Desde hace dos años se establece que aquellos cazadores que quieran naturalizar los trofeos de las piezas que abatan en las cacerías, podrán transportarlos en recipientes herméticamente cerrados, por ellos mismos o a través de terceros con destino a las taxidermias, acompañados de un documento expedido por el veterinario en caso de monterías, ganchos y batidas o por el guarda del coto respecto a recechos y aguardos. A este tenor cualquier recipiente que cumpla esta función es válido, lo que permite realizar el transporte del trofeo introducido en una bolsa de plástico que ofrezca la resistencia y estanqueidad oportuna, para evitar el vertido de líquidos orgánicos. Por último, se verificará que todos los trofeos vayan con su correspondiente precinto, que serán de color verde, numerado con indicación de la fecha de captura y el número de coto.

Al igual que en la primera fase, un gran esfuerzo se va a destinar a atajar los episodios de furtivismo que pudieran aflorar con la temporada ya comenzada.

Durante la pasada temporada de caza, la Guardia Civil efectuó más de 1000 actuaciones, entre identificación de personas y vehículos, verificación de actividades cinegéticas o constatación de infracciones administrativas. Ello permitió la inspección de 172 cacerías, entre monterías, ganchos y batidas, y 448 identificaciones de vehículos y personas que resultaron sospechosas al encontrarse o moverse en las zonas de caza o cometer alguna irregularidad. Se instruyeron diligencias por la comisión de 5 delitos y se detuvieron a/imputaron a seis personas (6), como supuestos autores de estos cinco (5) delitos. Se detectaron y denunciaron 183 infracciones administrativas.
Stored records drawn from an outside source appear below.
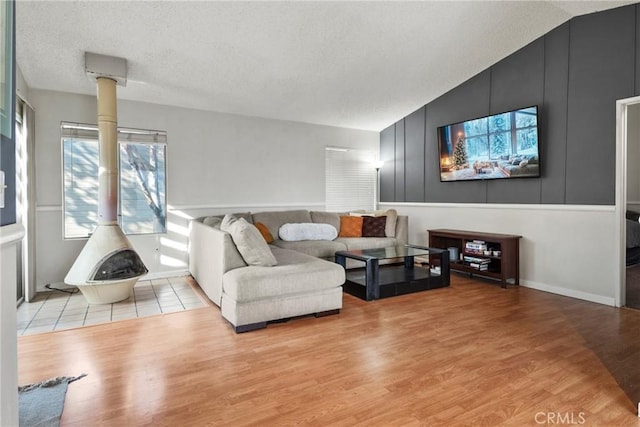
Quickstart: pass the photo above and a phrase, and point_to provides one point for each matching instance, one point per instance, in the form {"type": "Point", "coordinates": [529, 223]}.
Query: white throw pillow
{"type": "Point", "coordinates": [293, 232]}
{"type": "Point", "coordinates": [249, 241]}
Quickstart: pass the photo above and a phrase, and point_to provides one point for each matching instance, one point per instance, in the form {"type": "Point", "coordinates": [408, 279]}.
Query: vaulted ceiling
{"type": "Point", "coordinates": [360, 65]}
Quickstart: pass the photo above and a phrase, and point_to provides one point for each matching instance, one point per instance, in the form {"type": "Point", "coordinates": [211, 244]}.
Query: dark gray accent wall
{"type": "Point", "coordinates": [400, 161]}
{"type": "Point", "coordinates": [553, 116]}
{"type": "Point", "coordinates": [388, 171]}
{"type": "Point", "coordinates": [574, 74]}
{"type": "Point", "coordinates": [601, 70]}
{"type": "Point", "coordinates": [414, 156]}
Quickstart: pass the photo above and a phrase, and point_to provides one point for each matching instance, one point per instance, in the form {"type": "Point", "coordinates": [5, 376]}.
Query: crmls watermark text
{"type": "Point", "coordinates": [570, 418]}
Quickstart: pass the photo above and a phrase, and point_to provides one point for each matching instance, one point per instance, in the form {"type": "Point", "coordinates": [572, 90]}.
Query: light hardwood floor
{"type": "Point", "coordinates": [470, 354]}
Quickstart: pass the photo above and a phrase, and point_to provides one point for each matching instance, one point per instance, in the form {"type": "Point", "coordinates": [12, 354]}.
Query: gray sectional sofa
{"type": "Point", "coordinates": [304, 279]}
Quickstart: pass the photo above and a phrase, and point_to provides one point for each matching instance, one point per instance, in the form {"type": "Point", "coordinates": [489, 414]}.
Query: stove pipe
{"type": "Point", "coordinates": [107, 268]}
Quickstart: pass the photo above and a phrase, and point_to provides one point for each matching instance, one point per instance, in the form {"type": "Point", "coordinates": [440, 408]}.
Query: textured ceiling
{"type": "Point", "coordinates": [360, 65]}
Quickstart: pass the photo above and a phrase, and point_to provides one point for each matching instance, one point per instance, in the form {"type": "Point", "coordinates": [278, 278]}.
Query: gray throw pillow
{"type": "Point", "coordinates": [249, 241]}
{"type": "Point", "coordinates": [212, 221]}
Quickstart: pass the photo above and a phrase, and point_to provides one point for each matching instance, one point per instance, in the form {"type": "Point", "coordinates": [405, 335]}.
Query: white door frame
{"type": "Point", "coordinates": [620, 278]}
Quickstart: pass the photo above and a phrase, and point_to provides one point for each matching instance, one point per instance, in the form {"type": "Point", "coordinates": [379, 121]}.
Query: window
{"type": "Point", "coordinates": [502, 135]}
{"type": "Point", "coordinates": [350, 179]}
{"type": "Point", "coordinates": [142, 185]}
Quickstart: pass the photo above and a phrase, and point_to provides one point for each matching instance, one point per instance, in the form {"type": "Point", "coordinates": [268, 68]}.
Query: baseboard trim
{"type": "Point", "coordinates": [599, 299]}
{"type": "Point", "coordinates": [149, 276]}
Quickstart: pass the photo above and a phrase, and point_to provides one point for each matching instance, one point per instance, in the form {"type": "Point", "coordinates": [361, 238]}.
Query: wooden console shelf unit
{"type": "Point", "coordinates": [505, 266]}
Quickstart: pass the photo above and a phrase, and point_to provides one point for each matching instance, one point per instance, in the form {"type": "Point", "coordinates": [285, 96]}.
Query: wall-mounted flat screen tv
{"type": "Point", "coordinates": [503, 145]}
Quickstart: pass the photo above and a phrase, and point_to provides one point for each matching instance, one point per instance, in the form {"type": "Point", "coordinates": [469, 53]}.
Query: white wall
{"type": "Point", "coordinates": [21, 85]}
{"type": "Point", "coordinates": [10, 236]}
{"type": "Point", "coordinates": [216, 163]}
{"type": "Point", "coordinates": [567, 250]}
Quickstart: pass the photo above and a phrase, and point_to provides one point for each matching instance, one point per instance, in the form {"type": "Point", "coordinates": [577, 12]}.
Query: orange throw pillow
{"type": "Point", "coordinates": [265, 232]}
{"type": "Point", "coordinates": [350, 226]}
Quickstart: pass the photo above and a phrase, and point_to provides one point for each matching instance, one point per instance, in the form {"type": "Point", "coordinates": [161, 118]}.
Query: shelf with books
{"type": "Point", "coordinates": [490, 255]}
Como consecuencia de los expedientes de denuncia instruidos, la Guardia Civil intervino 26 armas de fuego, varios focos alógenos y 121 reses irregular o ilícitamente abatidas, todo ello puesto a disposición de la Delegación Territorial de la Consejería de Agricultura, Pesca y Medio Ambiente, a resultas de la instrucción de los respectivos expedientes sancionadores.